Céline Dion is one of pop music’s most misunderstood artists.
She dominated the ’90s with power ballads that showed off her remarkable vocal prowess. Her voice did things that other singers simply couldn’t. With hits like “Beauty and the Beast,” “All By Myself,” and of course “My Heart Will Go On,” she established herself as one of the top female vocalists of the era, alongside Whitney Houston and Mariah Carey. In some ways, her commercial success eclipsed theirs: 1996’s Falling Into You and 1997’s Let’s Talk About Love sold over 30 million copies worldwide each. (You could argue that Dion was the big draw of the Titanic soundtrack, which also sold 30 million copies.)
As successful as she was, there was some confusion about who Céline Dion was compared to what she sang. She became a music icon singing mountainous love songs, but her public persona was quirkier and off-beat. Possibly a reflection of her French-Canadian heritage, Dion in interviews and public appearances was lively and animated, unlike the stately pop goddess image singing “Because You Loved Me.” She was also surprisingly outré in her fashion. She accepted her first Grammy Award in a sheer black crocheted gown, and famously wore a backwards white suit at the 1999 Academy Awards.

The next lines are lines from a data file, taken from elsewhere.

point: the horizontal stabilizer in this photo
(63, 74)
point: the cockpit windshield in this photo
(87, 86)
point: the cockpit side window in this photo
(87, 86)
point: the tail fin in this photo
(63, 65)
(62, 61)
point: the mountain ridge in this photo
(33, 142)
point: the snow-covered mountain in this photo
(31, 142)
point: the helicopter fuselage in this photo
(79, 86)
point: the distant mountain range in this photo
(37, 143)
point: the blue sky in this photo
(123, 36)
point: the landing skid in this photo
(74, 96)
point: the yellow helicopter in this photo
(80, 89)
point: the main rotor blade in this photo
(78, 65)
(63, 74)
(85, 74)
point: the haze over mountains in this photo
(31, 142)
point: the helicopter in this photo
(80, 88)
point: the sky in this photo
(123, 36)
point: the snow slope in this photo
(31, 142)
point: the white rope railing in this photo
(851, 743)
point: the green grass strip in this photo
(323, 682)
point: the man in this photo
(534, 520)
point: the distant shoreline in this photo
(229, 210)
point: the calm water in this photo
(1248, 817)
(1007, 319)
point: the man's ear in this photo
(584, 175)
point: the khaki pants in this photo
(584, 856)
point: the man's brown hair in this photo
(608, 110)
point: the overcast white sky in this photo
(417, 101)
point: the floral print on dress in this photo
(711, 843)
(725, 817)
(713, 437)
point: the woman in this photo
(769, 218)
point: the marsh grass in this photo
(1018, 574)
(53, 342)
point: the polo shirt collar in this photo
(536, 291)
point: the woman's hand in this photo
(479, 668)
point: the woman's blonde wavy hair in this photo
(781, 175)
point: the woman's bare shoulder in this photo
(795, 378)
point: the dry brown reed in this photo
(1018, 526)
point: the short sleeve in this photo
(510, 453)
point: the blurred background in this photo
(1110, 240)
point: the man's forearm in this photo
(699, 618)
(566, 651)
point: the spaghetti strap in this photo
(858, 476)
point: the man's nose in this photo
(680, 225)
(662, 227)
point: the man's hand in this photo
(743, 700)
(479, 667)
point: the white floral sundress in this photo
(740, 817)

That contrast didn’t quite translate at the time. Audiences and critics often associated Dion’s persona with her hit songs, which were often criticized for being overly sentimental. Because that wasn’t “hip,” neither was Dion. She was chintzy, square, and sang music for older people. (Granted, she was a mainstay on AC radio stations well into the 2000s.) When she did try to switch things up – dance, R&B, even reggae – it registered to some as inauthentic. (Her most successful attempt to skew younger was her 1999 smash “That’s The Way It Is,” produced by Max Martin.)
Dion has since undergone a reappraisal, part of larger cultural reassessment of the ’90s. Thanks to her headline-grabbing fashion choices during Paris Fashion Week and late-night TV appearances, people are realizing that Céline Dion is a camp goddess. She takes her craft seriously, but not herself. She is delightfully self-aware and affable, happy to poke fun at her image while still singing artists half her age into the dirt. Sadly, Dion’s two public personas rarely synced up at the height of her fame. When they did, though, the results were extraordinary. (Of her catalog, “It’s All Coming Back to Me Now” and its rock-opera melodrama fits the bill best.)
The best live example is arguably her best performance. In 1993, Dion promoted the release of The Colour of My Love – including the #1 hit “The Power of Love” – with a concert special filmed in Quebec City, Canada. Towards the show’s end, Dion sings acapella the opening lines of Elvis Presley’s classic song “Can’t Help Falling in Love.” Dion takes her time, stretching the notes and letting them breathe, while also showcasing her stunningly rich tone. She decorates the verse with little melismatic moments here and there, but she mostly plays it straight. She interprets the song as a wistful lament of unrequited love. It’s very much within what would become Dion’s wheelhouse.
Then something unexpected happens: strings and an electric guitar join in, and beams of light peer out from behind her. It’s a cue for Dion to officially let it rip. Her voice takes on more theatrical shades. Her melisma is less restrained, and her notes are bigger and longer. She actually growls in places. Dion is absolutely showing off, but not to prove some point. You can see it in her eyes: she is having fun, putting on a real performance, for her hometown no less.
Then, the lights behind her vanish and much of the backing band retreats, leaving Dion just as she started the song. However, she doesn’t retreat; no, she’s evolved and shows us how much. She turns the song’s last line into an astonishing display of range, agility, resonance, control, and genuine emotion that would be inconceivable if you weren’t witnessing it firsthand. People aren’t supposed to sustain notes like that. They’re not supposed to turn the music scale into their personal plaything. But Céline Dion does. If anyone in the audience or watching on television doubted that her greatness, she proved them wrong.
This performance is a perfect representation of who Céline Dion was always meant to be. It’s fitting that one of her greatest performances was of an Elvis song; the two do share some key similarities. While their recordings were wildly successful, Elvis and Dion were born for the stage. They understood its power, and how they their unique talents – his raw physicality, her powerhouse voice – could add dimensions that their records couldn’t. It isn’t coincidental that they both landed in Las Vegas. Vegas – one of the camp capitals of the world – allowed them to embrace their theatrical sensibilities at the highest count. It helped them solidify their legends. (If that isn’t enough of a connection, let me remind you of their duet on American Idol in 2007.)
Thankfully, Céline Dion is getting to enjoy this later stage of her career in ways neither Elvis or Houston could. She still sells out arenas around the world, thousands of people singing her love ballads. This time around, everyone gets it. They get what Dion is about, and what she offers to the masses. She is Elvis by way of Barbra Streisand. She is the living embodiment of chaotic good.